Initially, Rakeysh wanted to make a film on the life of Bhagat Singh. Then the race for Bhagat Singh films started. Several of Bhagat Singh bio-pics hit theatres one after another.
“I sadly abandoned the original idea and hit on another idea of a British documentary filmmaker coming to India to make a film on the Indian armed revolution. She finds kids who are more western than her. Two lines… the past and present run together. They intersect. There are sparks. Then the rooftop scene where the line between past and present blurs when Soha Ali Khan asks her friends to kill the rakshamantri….Suddenly the original idea was replaced by this new idea.”
The film controversial ending where our heroes gun down corrupt politicians has been perceived as fascist.

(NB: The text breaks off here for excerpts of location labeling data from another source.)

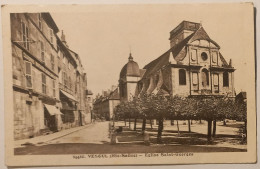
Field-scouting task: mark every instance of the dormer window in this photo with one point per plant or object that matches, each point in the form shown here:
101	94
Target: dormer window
225	79
193	55
204	56
182	77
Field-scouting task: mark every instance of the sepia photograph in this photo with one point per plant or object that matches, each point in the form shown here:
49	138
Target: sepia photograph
129	84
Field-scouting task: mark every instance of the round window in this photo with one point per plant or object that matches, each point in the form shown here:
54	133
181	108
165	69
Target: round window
204	56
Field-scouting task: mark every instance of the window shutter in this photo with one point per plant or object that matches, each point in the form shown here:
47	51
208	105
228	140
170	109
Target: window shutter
193	54
214	57
216	79
195	78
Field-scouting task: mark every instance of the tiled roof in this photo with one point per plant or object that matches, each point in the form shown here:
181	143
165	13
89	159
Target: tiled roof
225	64
158	63
201	34
179	52
114	95
130	69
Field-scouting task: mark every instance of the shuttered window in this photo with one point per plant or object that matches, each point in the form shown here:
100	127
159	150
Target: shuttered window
215	79
52	62
53	88
25	36
182	77
44	83
40	21
28	74
51	36
214	57
42	52
225	79
195	78
193	55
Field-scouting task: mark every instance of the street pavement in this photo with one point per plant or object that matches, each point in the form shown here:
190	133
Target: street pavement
96	134
94	139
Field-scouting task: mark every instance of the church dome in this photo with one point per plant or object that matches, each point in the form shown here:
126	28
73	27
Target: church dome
130	69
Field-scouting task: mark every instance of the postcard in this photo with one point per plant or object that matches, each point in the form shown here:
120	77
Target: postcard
129	84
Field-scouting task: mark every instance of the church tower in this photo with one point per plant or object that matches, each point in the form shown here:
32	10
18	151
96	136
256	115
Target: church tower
129	76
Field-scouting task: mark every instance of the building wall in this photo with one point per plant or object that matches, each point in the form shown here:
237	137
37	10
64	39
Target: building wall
29	99
112	105
194	58
34	42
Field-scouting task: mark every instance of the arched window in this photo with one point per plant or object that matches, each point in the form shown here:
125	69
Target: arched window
182	77
205	77
225	79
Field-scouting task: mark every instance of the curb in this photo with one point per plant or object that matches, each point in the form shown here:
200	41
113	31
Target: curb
65	134
71	132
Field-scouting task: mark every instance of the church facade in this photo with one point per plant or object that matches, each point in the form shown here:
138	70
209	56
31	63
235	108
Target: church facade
192	66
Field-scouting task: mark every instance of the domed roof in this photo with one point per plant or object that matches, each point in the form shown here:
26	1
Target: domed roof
130	69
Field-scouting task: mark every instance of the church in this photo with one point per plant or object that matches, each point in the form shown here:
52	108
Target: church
192	66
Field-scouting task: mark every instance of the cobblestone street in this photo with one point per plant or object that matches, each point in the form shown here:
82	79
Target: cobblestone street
94	139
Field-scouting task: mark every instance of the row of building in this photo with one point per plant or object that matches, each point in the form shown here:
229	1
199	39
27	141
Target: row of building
49	82
192	66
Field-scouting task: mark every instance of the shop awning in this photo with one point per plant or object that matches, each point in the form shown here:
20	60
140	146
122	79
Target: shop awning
69	96
52	110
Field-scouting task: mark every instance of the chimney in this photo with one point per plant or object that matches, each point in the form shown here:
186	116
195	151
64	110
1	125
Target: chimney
230	63
63	39
113	87
183	30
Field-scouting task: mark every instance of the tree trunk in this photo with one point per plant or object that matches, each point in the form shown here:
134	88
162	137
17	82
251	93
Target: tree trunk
160	129
144	124
189	126
129	123
172	122
209	130
246	127
214	128
135	125
178	127
224	122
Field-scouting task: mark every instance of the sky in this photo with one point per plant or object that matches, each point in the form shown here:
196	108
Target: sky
104	35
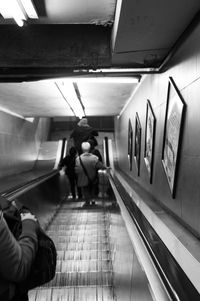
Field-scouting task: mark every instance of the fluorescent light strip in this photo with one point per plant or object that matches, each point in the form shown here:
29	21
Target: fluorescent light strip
67	90
117	80
11	113
29	8
19	10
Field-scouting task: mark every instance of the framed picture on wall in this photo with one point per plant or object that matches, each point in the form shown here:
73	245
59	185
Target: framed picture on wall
130	144
137	149
172	134
149	139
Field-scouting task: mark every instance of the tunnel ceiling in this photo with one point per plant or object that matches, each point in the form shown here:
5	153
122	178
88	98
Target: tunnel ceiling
83	38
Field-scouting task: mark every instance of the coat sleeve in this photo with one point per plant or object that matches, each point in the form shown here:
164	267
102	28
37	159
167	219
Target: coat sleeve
16	257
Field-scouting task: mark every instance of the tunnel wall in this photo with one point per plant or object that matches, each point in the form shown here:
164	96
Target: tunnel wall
19	142
185	70
44	199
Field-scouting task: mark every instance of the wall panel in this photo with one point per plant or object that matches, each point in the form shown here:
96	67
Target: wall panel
19	143
185	70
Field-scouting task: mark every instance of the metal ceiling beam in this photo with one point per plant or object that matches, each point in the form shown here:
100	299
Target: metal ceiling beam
43	48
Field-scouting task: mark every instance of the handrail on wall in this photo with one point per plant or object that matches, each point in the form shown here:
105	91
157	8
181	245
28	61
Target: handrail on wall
18	190
176	284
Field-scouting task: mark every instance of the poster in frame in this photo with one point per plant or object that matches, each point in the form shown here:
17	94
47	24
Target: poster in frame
137	149
130	144
172	134
149	140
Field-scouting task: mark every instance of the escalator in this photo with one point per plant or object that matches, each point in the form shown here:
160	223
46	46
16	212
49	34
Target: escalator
103	249
84	263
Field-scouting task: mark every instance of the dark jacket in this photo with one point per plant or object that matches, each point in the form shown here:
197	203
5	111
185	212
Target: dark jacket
91	164
16	257
69	163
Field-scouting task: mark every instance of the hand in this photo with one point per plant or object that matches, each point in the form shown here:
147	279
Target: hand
28	215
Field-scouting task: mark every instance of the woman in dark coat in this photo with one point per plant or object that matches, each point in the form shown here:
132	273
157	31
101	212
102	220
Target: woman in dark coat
16	256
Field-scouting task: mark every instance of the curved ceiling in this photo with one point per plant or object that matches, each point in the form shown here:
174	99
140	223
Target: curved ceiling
86	38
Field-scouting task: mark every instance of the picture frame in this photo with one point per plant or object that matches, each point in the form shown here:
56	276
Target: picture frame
130	145
137	148
173	127
150	126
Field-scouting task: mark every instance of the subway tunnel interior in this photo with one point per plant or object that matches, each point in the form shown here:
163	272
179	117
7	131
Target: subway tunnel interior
122	63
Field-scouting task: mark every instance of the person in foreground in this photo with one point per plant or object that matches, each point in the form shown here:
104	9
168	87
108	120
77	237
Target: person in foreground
16	256
86	168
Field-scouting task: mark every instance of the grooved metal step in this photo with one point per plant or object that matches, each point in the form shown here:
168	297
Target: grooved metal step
84	265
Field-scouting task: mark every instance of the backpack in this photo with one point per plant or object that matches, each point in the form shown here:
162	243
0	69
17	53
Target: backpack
44	265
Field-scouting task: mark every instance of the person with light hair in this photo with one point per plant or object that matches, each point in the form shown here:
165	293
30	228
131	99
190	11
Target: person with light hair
86	168
81	133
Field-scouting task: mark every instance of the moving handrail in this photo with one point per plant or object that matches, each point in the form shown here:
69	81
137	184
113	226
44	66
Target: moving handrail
172	277
18	190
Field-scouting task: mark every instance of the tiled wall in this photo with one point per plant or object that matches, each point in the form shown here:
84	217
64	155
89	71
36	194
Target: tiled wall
19	143
185	70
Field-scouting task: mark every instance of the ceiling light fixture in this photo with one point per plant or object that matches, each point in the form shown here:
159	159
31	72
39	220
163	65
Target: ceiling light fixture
67	90
19	10
103	79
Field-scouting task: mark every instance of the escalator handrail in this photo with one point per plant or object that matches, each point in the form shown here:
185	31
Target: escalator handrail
174	293
14	192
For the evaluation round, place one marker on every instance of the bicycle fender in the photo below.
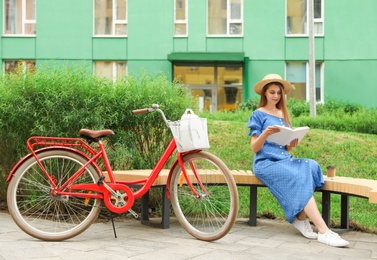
(20, 162)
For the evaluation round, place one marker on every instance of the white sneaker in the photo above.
(305, 228)
(332, 239)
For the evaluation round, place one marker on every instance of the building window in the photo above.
(297, 18)
(214, 86)
(110, 69)
(10, 66)
(225, 17)
(19, 17)
(180, 18)
(110, 18)
(297, 74)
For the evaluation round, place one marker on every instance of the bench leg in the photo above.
(165, 221)
(326, 201)
(253, 205)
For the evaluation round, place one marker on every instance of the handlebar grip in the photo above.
(140, 111)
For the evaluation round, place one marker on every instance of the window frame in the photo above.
(114, 22)
(180, 22)
(114, 64)
(24, 64)
(24, 20)
(316, 21)
(229, 21)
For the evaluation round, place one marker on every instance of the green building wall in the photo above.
(348, 47)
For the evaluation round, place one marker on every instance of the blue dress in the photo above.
(291, 180)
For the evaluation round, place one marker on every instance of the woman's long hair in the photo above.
(282, 104)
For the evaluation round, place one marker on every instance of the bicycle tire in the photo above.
(42, 215)
(211, 215)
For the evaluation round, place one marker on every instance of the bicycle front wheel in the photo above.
(43, 215)
(208, 213)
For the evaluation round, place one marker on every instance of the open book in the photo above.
(287, 135)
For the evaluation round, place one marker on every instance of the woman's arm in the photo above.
(257, 142)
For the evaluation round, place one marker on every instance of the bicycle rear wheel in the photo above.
(45, 216)
(210, 215)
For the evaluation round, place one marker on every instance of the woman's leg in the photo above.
(313, 213)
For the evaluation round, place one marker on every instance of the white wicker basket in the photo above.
(190, 133)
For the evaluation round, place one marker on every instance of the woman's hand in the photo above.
(258, 142)
(292, 144)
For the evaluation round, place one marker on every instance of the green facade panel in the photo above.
(64, 29)
(103, 51)
(351, 81)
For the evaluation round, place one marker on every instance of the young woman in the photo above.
(291, 180)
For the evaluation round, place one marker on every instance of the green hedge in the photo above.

Rakeysh rationalises, “At the end, my heroes realise how futile it was to kill the home minister. Every story has to follow its own course. When heroes in mythology enter the caves to fight the demons, they’ve to perish. Mani Rathnam’s Yuva didn’t work for me after the heroes went into the parliament….What jolted the audience is, they love my heroes and they don’t want them to die. Too bad. You love and lose the best people in your lives. It isn’t a heroic but a poetic ending. But they become heroes because they die. What I’m trying to say is, we got independence from the goras. But we have got enslaved by our own. Now we’re killing each other. You’re from Bihar. You know what I mean. There can be no neat solution to the problems we face. Rang De Basanti is a conversation with the masses.”